At the helm of its venture arm, Google swapped the dreamer for the networker.
Friday is the final day for Bill Maris at Google Ventures, now GV, the investment firm he formed in 2009 inside the search giant as it was expanding into unconventional terrain.
To the wider world, Maris pushed those frontiers even further, leading a charge into experimental medicine and biotech. He appeared on a magazine cover behind the words, “Google Wants You to Live Forever.”
His replacement at GV, David Krane, a managing partner and its new CEO, has less public renown.
But Krane is very much a known entity in Silicon Valley — and at Google. As one of its first 100 employees, Krane spent a decade as a top company PR rep, acting as interpreter and gatekeeper for the peculiar founders.
Krane and GV declined to comment for this story.
People describe Krane as a consummate mixer and tireless enthusiast. More critically, entrepreneurs and former colleagues say he has political savvy — a quality that may explain why he was chosen to navigate a multibillion dollar fund inside the Byzantine world of Google parent Alphabet.
“He’s a politician,” said one investor who worked with him.
Unlike Maris, who is drawn to life science companies, Krane does not have a niche. He backs more consumer-focused startups and has an interest in the future of food, but his investments span industries. He is more startup nurturer than VC visionary.
“He’s very energetic. He has a lot of heart,” said Balaji Prabhakar, co-founder of Urban Engines, a transit startup backed by GV. Casting about for a description of Krane, Prabhakar offered his opposite: “Think of Spock.”
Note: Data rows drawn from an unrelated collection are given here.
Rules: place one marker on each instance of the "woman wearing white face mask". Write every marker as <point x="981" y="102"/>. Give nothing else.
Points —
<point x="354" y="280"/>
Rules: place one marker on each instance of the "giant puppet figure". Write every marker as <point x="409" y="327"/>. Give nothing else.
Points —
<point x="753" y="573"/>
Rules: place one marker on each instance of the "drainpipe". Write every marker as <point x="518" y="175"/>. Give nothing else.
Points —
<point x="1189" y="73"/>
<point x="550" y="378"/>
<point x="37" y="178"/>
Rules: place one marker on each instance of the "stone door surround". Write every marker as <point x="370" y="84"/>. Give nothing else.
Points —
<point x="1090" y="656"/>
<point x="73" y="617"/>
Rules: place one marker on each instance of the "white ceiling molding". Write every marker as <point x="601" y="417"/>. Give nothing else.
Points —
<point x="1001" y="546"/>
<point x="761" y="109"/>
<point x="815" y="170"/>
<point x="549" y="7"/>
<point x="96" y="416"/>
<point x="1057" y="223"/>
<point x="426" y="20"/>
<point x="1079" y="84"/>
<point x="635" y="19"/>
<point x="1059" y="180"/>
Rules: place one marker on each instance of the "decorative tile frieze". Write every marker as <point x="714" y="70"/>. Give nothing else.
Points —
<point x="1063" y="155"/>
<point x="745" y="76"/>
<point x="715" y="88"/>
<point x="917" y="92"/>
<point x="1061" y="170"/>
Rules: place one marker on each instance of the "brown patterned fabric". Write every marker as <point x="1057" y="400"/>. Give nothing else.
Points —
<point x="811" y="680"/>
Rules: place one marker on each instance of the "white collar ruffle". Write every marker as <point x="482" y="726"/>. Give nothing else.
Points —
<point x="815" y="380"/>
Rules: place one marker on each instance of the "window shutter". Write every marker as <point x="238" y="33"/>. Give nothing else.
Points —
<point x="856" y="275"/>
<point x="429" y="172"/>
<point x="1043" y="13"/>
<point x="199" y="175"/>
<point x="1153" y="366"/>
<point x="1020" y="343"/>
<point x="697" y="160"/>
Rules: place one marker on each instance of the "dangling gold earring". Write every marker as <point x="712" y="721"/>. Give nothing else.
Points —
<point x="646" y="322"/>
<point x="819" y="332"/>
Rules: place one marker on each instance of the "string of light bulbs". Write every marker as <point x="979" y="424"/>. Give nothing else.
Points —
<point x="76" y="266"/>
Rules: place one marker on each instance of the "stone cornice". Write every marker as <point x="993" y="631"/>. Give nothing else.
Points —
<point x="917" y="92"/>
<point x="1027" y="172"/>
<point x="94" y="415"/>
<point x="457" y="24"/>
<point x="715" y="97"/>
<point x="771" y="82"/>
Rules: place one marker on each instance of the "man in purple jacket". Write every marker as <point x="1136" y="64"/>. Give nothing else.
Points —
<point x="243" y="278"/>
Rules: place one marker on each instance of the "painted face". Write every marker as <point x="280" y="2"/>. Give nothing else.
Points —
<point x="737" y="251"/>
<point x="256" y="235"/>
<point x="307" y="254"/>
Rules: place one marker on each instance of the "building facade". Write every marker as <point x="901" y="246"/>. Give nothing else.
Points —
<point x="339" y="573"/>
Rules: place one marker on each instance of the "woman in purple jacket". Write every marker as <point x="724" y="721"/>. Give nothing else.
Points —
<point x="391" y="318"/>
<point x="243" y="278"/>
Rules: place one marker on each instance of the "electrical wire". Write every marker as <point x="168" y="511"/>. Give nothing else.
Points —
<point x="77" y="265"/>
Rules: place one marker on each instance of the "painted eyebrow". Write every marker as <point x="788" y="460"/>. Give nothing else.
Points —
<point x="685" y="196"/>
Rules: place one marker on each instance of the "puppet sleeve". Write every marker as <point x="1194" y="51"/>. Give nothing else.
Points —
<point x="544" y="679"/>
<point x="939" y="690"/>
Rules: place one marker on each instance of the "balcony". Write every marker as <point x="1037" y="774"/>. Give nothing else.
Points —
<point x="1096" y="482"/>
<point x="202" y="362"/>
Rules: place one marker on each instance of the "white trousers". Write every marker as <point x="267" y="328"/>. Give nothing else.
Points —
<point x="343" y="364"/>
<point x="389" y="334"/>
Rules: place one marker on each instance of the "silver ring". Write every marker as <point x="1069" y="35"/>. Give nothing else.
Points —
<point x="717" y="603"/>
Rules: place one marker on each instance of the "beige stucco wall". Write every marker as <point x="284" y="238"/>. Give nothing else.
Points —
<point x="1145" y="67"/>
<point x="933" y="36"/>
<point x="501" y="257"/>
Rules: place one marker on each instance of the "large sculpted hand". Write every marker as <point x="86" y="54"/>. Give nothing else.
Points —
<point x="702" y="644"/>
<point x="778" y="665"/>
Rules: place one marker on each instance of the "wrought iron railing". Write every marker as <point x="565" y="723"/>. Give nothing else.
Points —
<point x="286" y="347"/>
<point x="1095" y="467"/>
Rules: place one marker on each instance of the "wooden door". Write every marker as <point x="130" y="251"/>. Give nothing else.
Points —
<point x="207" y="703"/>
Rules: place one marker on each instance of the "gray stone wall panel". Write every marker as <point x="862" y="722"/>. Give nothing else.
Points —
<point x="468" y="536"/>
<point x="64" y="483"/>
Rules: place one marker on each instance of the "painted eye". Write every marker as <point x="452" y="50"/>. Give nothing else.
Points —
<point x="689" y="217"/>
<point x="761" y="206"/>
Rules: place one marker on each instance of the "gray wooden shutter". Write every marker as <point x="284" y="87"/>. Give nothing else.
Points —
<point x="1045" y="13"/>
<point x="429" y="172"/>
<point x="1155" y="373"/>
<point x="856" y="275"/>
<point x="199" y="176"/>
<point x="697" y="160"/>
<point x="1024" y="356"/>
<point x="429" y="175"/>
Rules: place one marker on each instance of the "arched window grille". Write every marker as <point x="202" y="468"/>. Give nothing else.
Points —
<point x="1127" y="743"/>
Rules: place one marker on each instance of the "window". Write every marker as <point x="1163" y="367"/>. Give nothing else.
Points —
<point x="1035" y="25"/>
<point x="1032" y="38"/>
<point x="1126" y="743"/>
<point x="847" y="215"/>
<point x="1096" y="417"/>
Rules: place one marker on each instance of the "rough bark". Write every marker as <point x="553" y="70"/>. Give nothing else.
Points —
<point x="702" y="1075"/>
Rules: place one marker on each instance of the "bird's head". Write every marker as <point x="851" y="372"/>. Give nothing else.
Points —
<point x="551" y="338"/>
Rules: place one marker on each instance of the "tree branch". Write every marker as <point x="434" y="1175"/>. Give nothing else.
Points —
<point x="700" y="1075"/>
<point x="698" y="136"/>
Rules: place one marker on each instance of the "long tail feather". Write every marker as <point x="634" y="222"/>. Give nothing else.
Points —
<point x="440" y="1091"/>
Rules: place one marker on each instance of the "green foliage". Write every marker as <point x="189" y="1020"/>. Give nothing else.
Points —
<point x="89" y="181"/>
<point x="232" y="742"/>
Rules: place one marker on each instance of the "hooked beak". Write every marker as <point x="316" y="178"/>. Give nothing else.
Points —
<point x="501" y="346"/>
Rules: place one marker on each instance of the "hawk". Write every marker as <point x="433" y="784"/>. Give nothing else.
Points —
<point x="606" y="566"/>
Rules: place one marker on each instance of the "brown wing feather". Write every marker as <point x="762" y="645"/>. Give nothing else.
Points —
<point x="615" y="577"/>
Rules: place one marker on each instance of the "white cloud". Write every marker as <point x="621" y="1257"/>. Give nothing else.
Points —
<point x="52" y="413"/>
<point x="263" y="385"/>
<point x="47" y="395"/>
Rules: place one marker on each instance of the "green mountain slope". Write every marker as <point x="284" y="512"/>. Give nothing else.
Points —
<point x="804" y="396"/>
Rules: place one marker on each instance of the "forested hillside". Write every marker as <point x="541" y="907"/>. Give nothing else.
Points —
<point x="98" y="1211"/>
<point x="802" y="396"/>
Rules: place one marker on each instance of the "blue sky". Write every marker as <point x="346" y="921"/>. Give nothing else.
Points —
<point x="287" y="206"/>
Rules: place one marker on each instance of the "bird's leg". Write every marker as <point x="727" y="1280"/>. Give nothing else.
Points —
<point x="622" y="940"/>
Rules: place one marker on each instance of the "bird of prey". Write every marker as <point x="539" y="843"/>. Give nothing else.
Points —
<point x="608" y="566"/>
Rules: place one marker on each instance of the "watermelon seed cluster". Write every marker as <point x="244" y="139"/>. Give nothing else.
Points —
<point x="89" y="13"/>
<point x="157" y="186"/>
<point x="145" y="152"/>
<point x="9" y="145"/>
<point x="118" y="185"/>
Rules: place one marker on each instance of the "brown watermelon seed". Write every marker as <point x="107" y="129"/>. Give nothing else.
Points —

Brian Sharples, CEO of HomeAway, another GV company that Krane worked with, said he has “the energy of a human tornado.”
“Above all else,” Sharples went on, “the guy exudes palpable enthusiasm when he believes in an idea or a person or a market opportunity.”
Two market opportunities, in particular, defined Krane’s tenure at GV. He backed and worked closely with Nest, the connected device company that sold to Google, one of GV’s nine* $1 billion-plus exits.
And Krane introduced GV to its tenth. Several sources said he facilitated the meeting between Google’s venture team and Uber, perhaps its most lucrative investment.
Whenever the assertive founders of Nest or Uber would call GV, Krane commanded the firm’s entire resources to address the issues, someone who worked at GV told me.
According to multiple sources, Krane has effectively been running day-to-day operations at the $2.4 billion fund since he became managing partner in 2014. Several portfolio companies we spoke to said they did not foresee any immediate changes with the CEO switch.
Yet the fund’s pace of investment has slowed since 2014, particularly on seed investments.
Krane will now need to determine whether GV accelerates investments and how it remains competitive with other funds, just as the overall financing climate cools. And he will have to play politics well at Alphabet.
It’s not always easy. Nest, which Krane was close to, has had a troubled run under Google so far. Its founder, Tony Fadell, exited earlier this year in a sea of controversy. And the Uber investment is a delicate issue, particularly as the ride-hailing juggernaut moves more into mapping and self-driving cars: Alphabet territory.
Still, others say Krane is well prepared on this diplomatic front.
Sharples, the HomeAway founder, said one of Krane’s first moves as their adviser was to help recruit YouTube CEO Susan Wojcicki to its board. Krane also connected the company with Google’s search team. (Sharples said he never received “special treatment” there, but that the proximity was “hugely helpful.”)
Krane works regularly with Airtime, the video chat app from early Facebook exec Sean Parker. “I expect a lot of the stuff David wants to put his stamp on has already been in the works,” said Daniel Klaus, Airtime’s president.
Additional reporting by Kurt Wagner
* An earlier version of this article said that GV had six exits over $1 billion, citing CB Insights data. Apparently GV includes those companies that exceed a $1 billion market capitalization in their first year of being public, giving GV nine of those companies.